Hospitality is a people business. This makes the safety of our guests and the people who care for them our first priority.
Unfortunately, our workers can be vulnerable to personal harm caused by another individual, be it a guest; a visitor to a property like a vendor, service person or delivery person; or, even, another staff member.
We are especially concerned for the safety of those who often work in isolation within a property and have reason to enter a guest room. This includes housekeepers, maintenance staff and room service attendants. Upon entry they might encounter rude, insulting or outright malicious guests one-on-one.
The situation can become dangerous, as the #MeToo and #TimesUp campaigns have highlighted with respect to harassment inside hotel rooms. And we must remember, any unwelcome advance is a form of harassment, no matter how innocently portrayed by the instigator.
Fortunately, the hotel industry is placing renewed emphasis on this core aspect of operations. In September 2018, the American Hotel & Lodging Association (AHLA) and leadership from Hilton, Hyatt, IHG, Marriott, and Wyndham introduced the 5-Star Promise aimed at enhancing hotel safety, including preventing and responding to sexual harassment and assault.
Focus on personal safety devices
A key component of the 5-Star Promise is to “provide U.S. hotel employees with employee safety devices to help them feel safe on the job.”
In all, as reported by Occupational Health & Safety trade journal, AHLA members have committed to providing U.S. hotel workers with portable panic buttons and implementing better policies, training, and resources aimed at hotel worker safety. U.S. hotels aim to have full implementation of panic buttons at all properties by 2020.
At the time of the 5-Star Promise, CNBC reported Chris Nassetta, president and CEO of Hilton, as saying, “In addition to implementing anti-harassment and anti-trafficking training across all 5,400+ of our properties, we have already deployed employee safety devices in New York, Washington D.C., Seattle and Chicago properties.”
Among these hospitality entities, G6 Hospitality, franchisor of Motel 6 and Studio 6 properties, further pledged to fast-track having devices in place for all team members.
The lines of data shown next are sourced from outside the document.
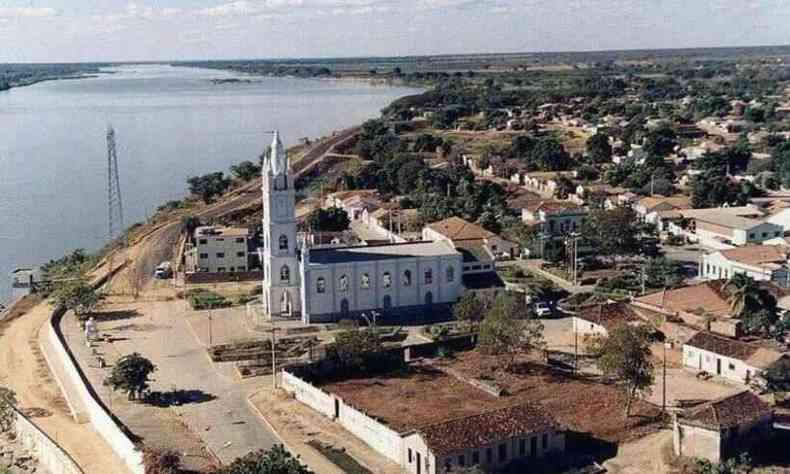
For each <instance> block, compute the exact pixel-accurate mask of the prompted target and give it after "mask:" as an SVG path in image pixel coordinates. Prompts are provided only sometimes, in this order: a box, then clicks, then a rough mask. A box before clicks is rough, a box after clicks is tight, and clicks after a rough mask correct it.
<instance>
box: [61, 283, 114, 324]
mask: <svg viewBox="0 0 790 474" xmlns="http://www.w3.org/2000/svg"><path fill="white" fill-rule="evenodd" d="M52 297H53V302H54V303H55V306H63V307H64V308H66V310H67V311H74V314H76V315H77V317H80V318H82V317H84V316H87V315H88V314H90V313H92V312H93V311H95V310H96V308H97V307H98V306H99V303H100V302H101V300H102V295H100V294H99V293H98V292H97V291H96V290H94V289H93V287H91V286H90V285H89V284H87V283H85V282H84V281H70V282H66V283H63V284H62V285H60V287H59V288H58V289H57V290H55V292H54V293H53V294H52Z"/></svg>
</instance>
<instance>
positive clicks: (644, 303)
mask: <svg viewBox="0 0 790 474" xmlns="http://www.w3.org/2000/svg"><path fill="white" fill-rule="evenodd" d="M722 285H723V282H720V281H705V282H701V283H697V284H695V285H689V286H684V287H682V288H676V289H674V290H661V291H658V292H656V293H651V294H649V295H645V296H640V297H639V298H636V299H635V301H636V302H638V303H644V304H648V305H651V306H656V307H659V308H661V309H663V310H666V311H672V312H685V313H693V314H701V313H707V314H710V315H711V316H716V317H726V318H729V317H732V311H731V310H730V303H729V302H728V301H727V298H726V296H725V295H724V294H723V293H722Z"/></svg>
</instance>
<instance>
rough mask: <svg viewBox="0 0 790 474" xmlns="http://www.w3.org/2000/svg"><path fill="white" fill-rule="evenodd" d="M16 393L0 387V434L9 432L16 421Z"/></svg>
mask: <svg viewBox="0 0 790 474" xmlns="http://www.w3.org/2000/svg"><path fill="white" fill-rule="evenodd" d="M16 403H17V400H16V393H14V391H13V390H11V389H10V388H5V387H0V433H4V432H6V431H10V430H11V429H12V428H13V427H14V422H15V421H16V420H15V418H16V413H15V412H14V407H15V406H16Z"/></svg>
This February 2019, the company reported to PurpleCloud that, “G6 Hospitality is on track and ahead of schedule for our team members at owned and managed hotels to all have the PSDs, and we’ve required our franchise owners to purchase and implement them for their employees by end of the year.”
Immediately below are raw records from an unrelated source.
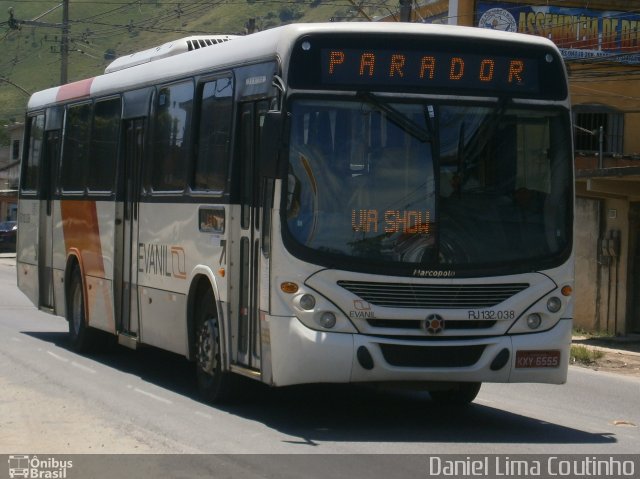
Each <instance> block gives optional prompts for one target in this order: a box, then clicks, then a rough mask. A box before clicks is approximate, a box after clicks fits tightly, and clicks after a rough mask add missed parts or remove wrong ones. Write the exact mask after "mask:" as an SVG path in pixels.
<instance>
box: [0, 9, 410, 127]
mask: <svg viewBox="0 0 640 479" xmlns="http://www.w3.org/2000/svg"><path fill="white" fill-rule="evenodd" d="M374 4H375V5H377V6H378V9H379V8H380V7H381V6H382V7H384V8H383V9H382V10H380V11H383V12H385V13H386V12H388V11H389V9H388V8H387V7H385V2H375V3H374ZM388 4H389V8H392V9H395V7H396V6H397V0H389V2H388ZM58 5H59V0H54V1H49V2H47V1H32V0H10V1H4V0H1V1H0V12H3V15H6V16H5V17H4V18H1V17H0V48H1V49H2V55H0V125H2V124H5V123H6V122H7V121H10V120H12V119H14V120H18V121H19V120H21V119H22V117H23V115H24V108H25V105H26V101H27V99H28V95H27V94H26V93H24V92H23V91H22V90H27V91H28V92H34V91H37V90H41V89H44V88H48V87H51V86H54V85H57V84H59V83H60V53H59V52H60V34H61V29H60V28H55V27H53V26H48V25H38V26H32V25H22V27H21V29H20V30H15V29H11V28H10V26H9V13H6V12H8V9H9V7H13V15H14V19H15V20H31V21H37V22H42V23H48V24H56V23H58V24H60V23H61V22H62V8H61V7H59V6H58ZM56 6H58V8H56ZM365 11H366V13H367V15H372V16H373V15H375V14H376V13H379V11H378V12H376V11H375V10H374V9H372V8H367V9H365ZM47 12H48V13H47ZM43 14H44V15H43ZM250 18H254V19H255V22H256V27H257V28H258V29H259V30H264V29H267V28H272V27H274V26H277V25H280V24H283V23H291V22H294V21H296V22H314V21H328V20H330V19H331V18H334V19H335V20H337V21H345V20H362V19H363V17H362V15H361V14H360V13H359V12H358V11H357V10H356V9H355V8H354V7H352V6H351V3H350V2H349V1H344V0H208V1H202V0H200V1H198V0H191V1H188V0H187V1H181V2H178V1H173V0H136V1H127V0H104V1H99V0H70V5H69V25H70V33H69V51H70V52H69V68H68V81H75V80H78V79H81V78H85V77H90V76H95V75H98V74H101V73H102V72H103V71H104V68H105V66H106V65H108V64H109V63H110V62H111V61H112V60H113V59H114V58H116V57H118V56H122V55H125V54H129V53H132V52H135V51H139V50H144V49H146V48H150V47H153V46H156V45H160V44H162V43H164V42H167V41H169V40H172V39H175V38H180V37H184V36H189V35H194V34H215V33H233V34H244V32H245V26H246V24H247V22H248V21H249V19H250Z"/></svg>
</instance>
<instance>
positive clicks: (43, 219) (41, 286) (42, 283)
mask: <svg viewBox="0 0 640 479" xmlns="http://www.w3.org/2000/svg"><path fill="white" fill-rule="evenodd" d="M59 115H60V112H59V111H58V110H53V109H51V110H49V112H47V126H46V127H45V132H44V138H43V140H44V145H43V150H42V157H41V158H42V165H41V168H42V171H43V173H44V174H43V175H41V177H40V215H39V218H40V220H39V225H38V289H39V296H40V304H39V306H40V307H41V308H50V309H54V308H55V305H54V300H53V297H54V295H53V226H54V223H53V196H54V195H55V181H56V178H57V175H56V171H57V169H58V164H59V162H60V128H59V125H58V124H57V122H56V120H59V118H56V117H57V116H59Z"/></svg>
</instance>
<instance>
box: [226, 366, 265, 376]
mask: <svg viewBox="0 0 640 479" xmlns="http://www.w3.org/2000/svg"><path fill="white" fill-rule="evenodd" d="M231 372H233V373H236V374H240V375H241V376H245V377H248V378H251V379H260V377H261V373H260V371H258V370H256V369H252V368H248V367H246V366H241V365H239V364H232V365H231Z"/></svg>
Meeting the challenge. PurpleCloud introduces PSD solution.
Identifying, acquiring and deploying the best personal safety devices, i.e. Panic Button, for any hospitality organization is a complex chore. Issues to consider include type of device, initial and ongoing costs, training requirement, assigning the devices and controlling inventory, user acceptance, the device’s localization capabilities and integration with other hotel information systems. Some of these topics were addressed in a recent Hotel Management article.
Among key issues are the modes of alarm (sound, cell phone, ability to record the incident, etc.) and whether an alarm system can issue graded alerts. For example, can the device distinguish between a staff member experiencing a medical emergency; being overcome by environment-specific issues like fumes from housekeeping chemicals or needing to report a fire; and impeding or actual assault by another individual. This approach can assist with emergency response and directing the appropriate resources as quickly as possible.
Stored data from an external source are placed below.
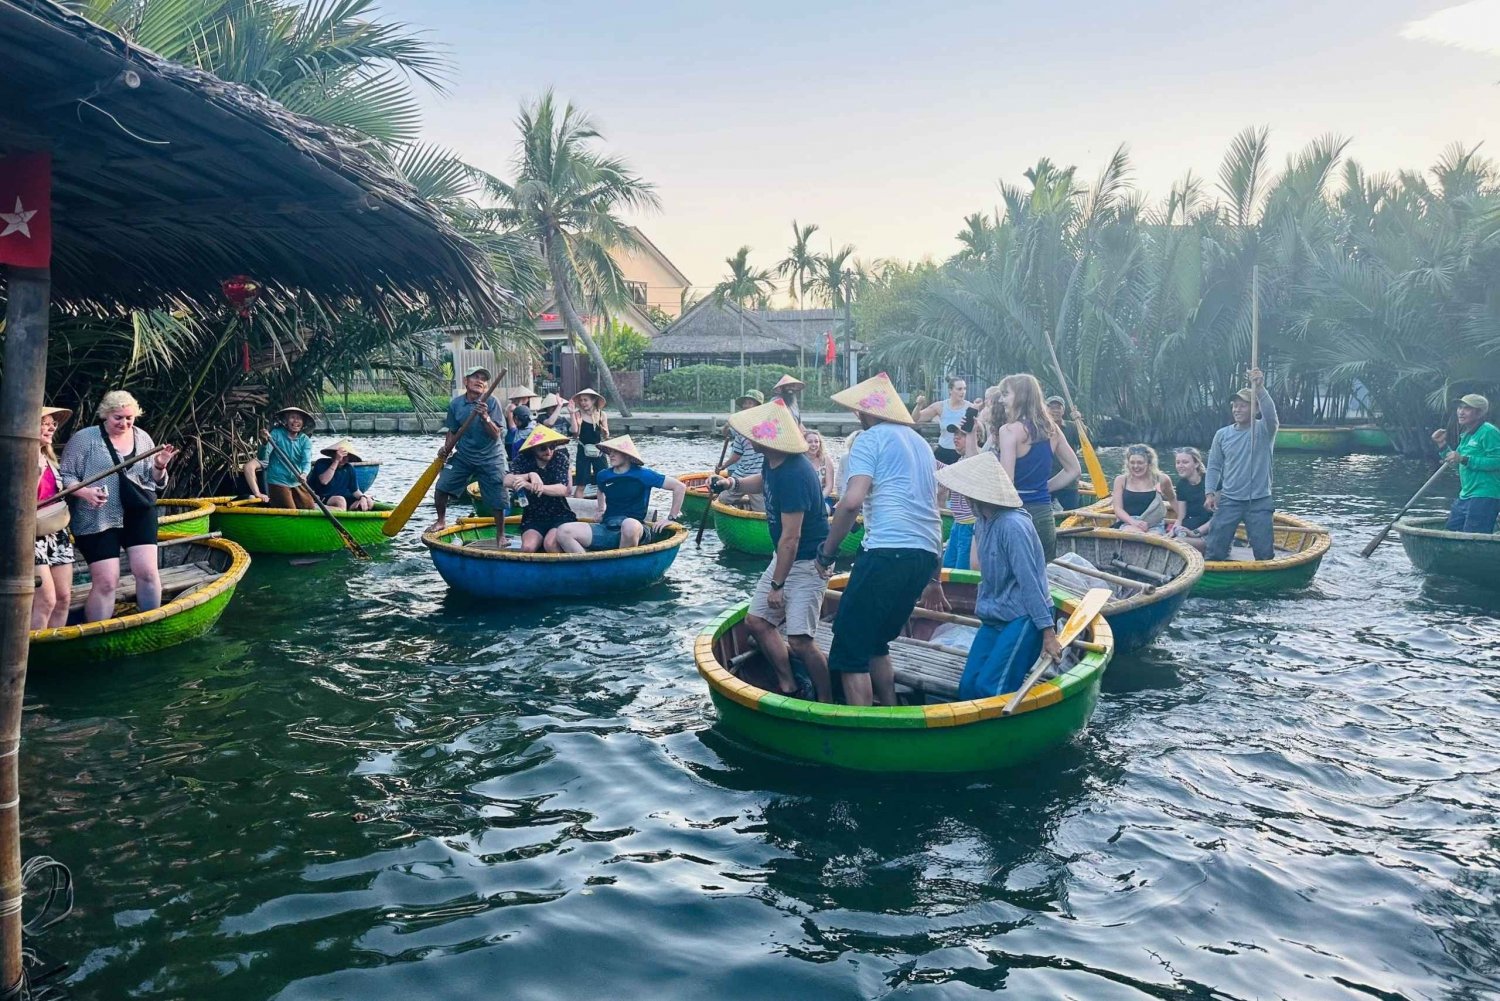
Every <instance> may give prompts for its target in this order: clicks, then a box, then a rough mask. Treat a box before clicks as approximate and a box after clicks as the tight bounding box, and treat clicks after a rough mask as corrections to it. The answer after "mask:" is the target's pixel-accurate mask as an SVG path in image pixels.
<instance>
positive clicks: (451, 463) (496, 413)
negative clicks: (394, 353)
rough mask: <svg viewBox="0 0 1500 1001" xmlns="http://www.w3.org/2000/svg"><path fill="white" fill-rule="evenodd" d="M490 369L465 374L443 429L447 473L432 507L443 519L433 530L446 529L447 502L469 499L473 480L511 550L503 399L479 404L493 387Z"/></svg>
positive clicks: (442, 473)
The PurpleCloud hospitality service software solution already incorporates a panic alert function through the device carried by a staff member like a housekeeper. Additionally, in response to industry needs, PurpleCloud is also introducing a standalone device, which can be carried by the staff member and function separately. Moreover, this new device can be fully integrated into existing hospitality service optimization software.
5 key steps in implementing a worker safety program.
Regardless of the personal safety device chosen, key elements of any worker safety program include the following.
• Have hospitality organization leadership and management on board with a comprehensive worker safety program and allocation of appropriate resources for the program.
• Choose a workable cost-effective device that has the desired features and that will integrate well with existing hotel management principles and practices.
• Develop a thorough training process for placing the devices into use.
• Have a solid emergency response system in place.
• Practice, practice, practice. Conduct regular emergency response drills. Also, should a “panic event” occur, be sure to incorporate any lessons learned into standard operating procedures.
Future PurpleCloud Blog posts will explore these principles of worker safety and, also, address human trafficking, another concern for the hospitality industry and one which it has pledged to help solve.
For now, in response to this responsibility and challenge of providing a safe and productive work place for hospitality staff, let’s not panic but take action.